Inhibition of biliary bicarbonate secretion in ethinyl estradiol-induced cholestasis is not associated with impaired activity of the Cl −/HCO 3− exchanger in the rat

Abstract

Background/Aims: Bicarbonate is a major component of bile salt independent bile flow, which is impaired in ethinyl estradiol (EE)-cholestasis. To examine this subject in EE-cholestasis, we studied: 1) basal and glucagon-stimulated biliary bicarbonate secretion both in vivo and in the isolated perfused rat liver (IPRL); 2) H +/HCO 3 − transport processes in isolated rat hepatocyte couplets. Methods: Rats received (5 mg·kg b.w. −1 for 5 days. Intracellular pH (pH i) was measured (BCECF-AM) using a single-cell microfluorimetric setup. Results: Bile flow was markedly ( p<0.01) decreased in EE-treated rats. Bicarbonate concentration in bile was decreased ( p<0.01) and bicarbonate secretion was 2.5-fold lower in EE-treated animals than in controls, both in bile-fistula rats [19.5±5.1 ( n= 23) vs 54.2±5.7 ( n=20) nmol·min −1·gliver −1; p<0.01] and in the IPRL [11±2 ( n=8) vs 24±3 ( n=8) nmol·min −1·gliver −1; p<0.01]. In control IPRL, a bile/perfusate gradient for bicarbonate is maintained, while it is lost in EE-treated IPRL because of the lower bicarbonate concentration in bile.

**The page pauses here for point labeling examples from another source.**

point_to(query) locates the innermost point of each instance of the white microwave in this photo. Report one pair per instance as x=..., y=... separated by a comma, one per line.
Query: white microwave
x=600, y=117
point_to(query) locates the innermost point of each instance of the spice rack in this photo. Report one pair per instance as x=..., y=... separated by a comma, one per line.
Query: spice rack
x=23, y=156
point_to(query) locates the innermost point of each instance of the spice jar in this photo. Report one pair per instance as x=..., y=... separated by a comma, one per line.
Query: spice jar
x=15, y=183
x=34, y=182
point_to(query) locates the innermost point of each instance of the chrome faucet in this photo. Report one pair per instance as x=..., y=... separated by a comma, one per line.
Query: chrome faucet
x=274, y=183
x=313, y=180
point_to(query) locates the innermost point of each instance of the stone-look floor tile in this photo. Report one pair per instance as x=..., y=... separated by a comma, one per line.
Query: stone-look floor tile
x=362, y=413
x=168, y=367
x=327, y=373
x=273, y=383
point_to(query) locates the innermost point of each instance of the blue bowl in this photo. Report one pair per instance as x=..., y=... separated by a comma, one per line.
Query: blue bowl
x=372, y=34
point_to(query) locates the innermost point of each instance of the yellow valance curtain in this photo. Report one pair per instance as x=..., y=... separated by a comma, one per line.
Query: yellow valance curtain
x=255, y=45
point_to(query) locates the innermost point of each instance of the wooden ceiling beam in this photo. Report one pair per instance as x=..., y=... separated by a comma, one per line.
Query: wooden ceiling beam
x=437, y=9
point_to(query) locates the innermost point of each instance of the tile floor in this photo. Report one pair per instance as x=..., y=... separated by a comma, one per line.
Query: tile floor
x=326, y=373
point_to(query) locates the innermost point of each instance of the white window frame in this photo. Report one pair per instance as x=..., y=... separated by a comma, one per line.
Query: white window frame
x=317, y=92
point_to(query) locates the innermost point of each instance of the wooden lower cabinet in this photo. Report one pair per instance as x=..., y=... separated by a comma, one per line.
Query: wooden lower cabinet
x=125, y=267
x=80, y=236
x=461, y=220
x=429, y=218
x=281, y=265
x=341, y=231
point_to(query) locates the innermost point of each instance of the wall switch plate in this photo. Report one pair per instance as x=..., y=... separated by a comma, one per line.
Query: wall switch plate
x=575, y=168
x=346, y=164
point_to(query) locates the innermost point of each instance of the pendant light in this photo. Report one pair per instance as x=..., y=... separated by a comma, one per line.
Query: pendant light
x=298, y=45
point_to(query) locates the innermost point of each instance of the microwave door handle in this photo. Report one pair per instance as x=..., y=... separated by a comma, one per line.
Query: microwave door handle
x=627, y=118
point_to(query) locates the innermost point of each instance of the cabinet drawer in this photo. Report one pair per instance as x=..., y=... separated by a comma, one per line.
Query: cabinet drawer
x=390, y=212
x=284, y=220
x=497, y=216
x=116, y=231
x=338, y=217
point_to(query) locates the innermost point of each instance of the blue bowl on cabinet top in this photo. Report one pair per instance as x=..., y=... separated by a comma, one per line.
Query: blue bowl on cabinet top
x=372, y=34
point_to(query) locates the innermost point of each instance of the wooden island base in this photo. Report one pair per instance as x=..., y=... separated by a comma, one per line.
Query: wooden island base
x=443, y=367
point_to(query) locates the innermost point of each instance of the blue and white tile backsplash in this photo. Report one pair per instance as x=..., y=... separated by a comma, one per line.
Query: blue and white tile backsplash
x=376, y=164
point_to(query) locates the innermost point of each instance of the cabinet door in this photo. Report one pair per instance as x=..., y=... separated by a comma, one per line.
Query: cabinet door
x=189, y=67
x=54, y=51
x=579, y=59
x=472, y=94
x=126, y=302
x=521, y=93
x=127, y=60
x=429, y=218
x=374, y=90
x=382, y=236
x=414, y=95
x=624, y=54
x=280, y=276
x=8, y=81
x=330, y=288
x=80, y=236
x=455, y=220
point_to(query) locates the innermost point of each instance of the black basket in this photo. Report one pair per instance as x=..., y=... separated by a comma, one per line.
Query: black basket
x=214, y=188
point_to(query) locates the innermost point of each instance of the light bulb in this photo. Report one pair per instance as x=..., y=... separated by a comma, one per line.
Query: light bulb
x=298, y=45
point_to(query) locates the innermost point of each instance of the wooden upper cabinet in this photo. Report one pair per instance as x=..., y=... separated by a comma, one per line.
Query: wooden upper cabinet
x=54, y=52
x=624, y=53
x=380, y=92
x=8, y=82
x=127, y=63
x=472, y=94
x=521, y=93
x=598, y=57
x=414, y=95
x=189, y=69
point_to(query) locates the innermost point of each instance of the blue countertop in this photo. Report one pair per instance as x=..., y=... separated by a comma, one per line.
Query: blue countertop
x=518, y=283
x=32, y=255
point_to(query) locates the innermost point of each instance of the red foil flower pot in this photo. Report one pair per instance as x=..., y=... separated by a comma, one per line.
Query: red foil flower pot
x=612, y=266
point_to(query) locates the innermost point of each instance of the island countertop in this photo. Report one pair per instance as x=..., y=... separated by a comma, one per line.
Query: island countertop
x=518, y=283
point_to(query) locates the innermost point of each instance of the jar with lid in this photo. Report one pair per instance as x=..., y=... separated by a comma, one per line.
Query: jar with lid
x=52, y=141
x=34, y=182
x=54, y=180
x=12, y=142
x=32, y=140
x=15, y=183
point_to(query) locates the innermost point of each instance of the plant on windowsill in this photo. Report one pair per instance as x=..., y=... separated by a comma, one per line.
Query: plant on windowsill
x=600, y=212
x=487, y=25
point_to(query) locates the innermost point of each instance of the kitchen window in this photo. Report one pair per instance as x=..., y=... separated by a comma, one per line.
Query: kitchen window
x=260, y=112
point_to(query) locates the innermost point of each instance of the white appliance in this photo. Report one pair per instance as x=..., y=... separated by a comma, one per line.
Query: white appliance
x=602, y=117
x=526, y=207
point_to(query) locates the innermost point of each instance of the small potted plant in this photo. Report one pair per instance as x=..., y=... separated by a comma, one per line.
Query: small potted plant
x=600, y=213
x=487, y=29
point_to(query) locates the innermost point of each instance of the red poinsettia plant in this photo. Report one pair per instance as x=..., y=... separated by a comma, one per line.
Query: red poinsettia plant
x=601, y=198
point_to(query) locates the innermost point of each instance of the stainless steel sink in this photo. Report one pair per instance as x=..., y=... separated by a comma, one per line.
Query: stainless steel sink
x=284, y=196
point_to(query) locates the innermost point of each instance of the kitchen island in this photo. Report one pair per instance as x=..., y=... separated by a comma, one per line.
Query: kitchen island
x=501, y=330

Glucagon stimulated bile flow and bicarbonate secretion to a similar extent in EE-treated and control IPRL (+25% vs +23%). Resting pH i of EE-treated hepatocyte couplets was higher in comparison with controls in KRB [7.25±0.07 ( n=35) vs 7.20±0.05 ( n=33); p<0.02] but similar in Hepes [7.08±0.07 ( n=24) vs 7.05±0.06 ( n=26)]. Basal activity of the Cl −/HCO 3 − exchanger was similar in EE-treated and control hepatocyte couplets [H + flux= 2.87±1.12 ( n=18) vs 3.01±1.23 mM/min ( n=15)] and was stimulated to a similar extent by glucagon. Na +/HCO 3 − symport activity was increased in EE-treated hepatocyte couplets ( p<0.05) while the Na +/H + exchanger was unchanged. Conclusions: Bicarbonate biliary secretion is markedly impaired during EE-cholestasis in association with a marked decrease of bile salt independent bile flow. However, the Cl −/HCO 3 − exchanger and its hormonal regulation are normal, indicating that the lower bicarbonate excretion in EE-cholestasis is not due to a compromised activity of this anion exchanger. Since the bile/perfusate gradient for bicarbonate is dissipated in EE-treated IPRL, the impaired bicarbonate excretion could be caused by a reflux of biliary bicarbonate via leaky tight junctions.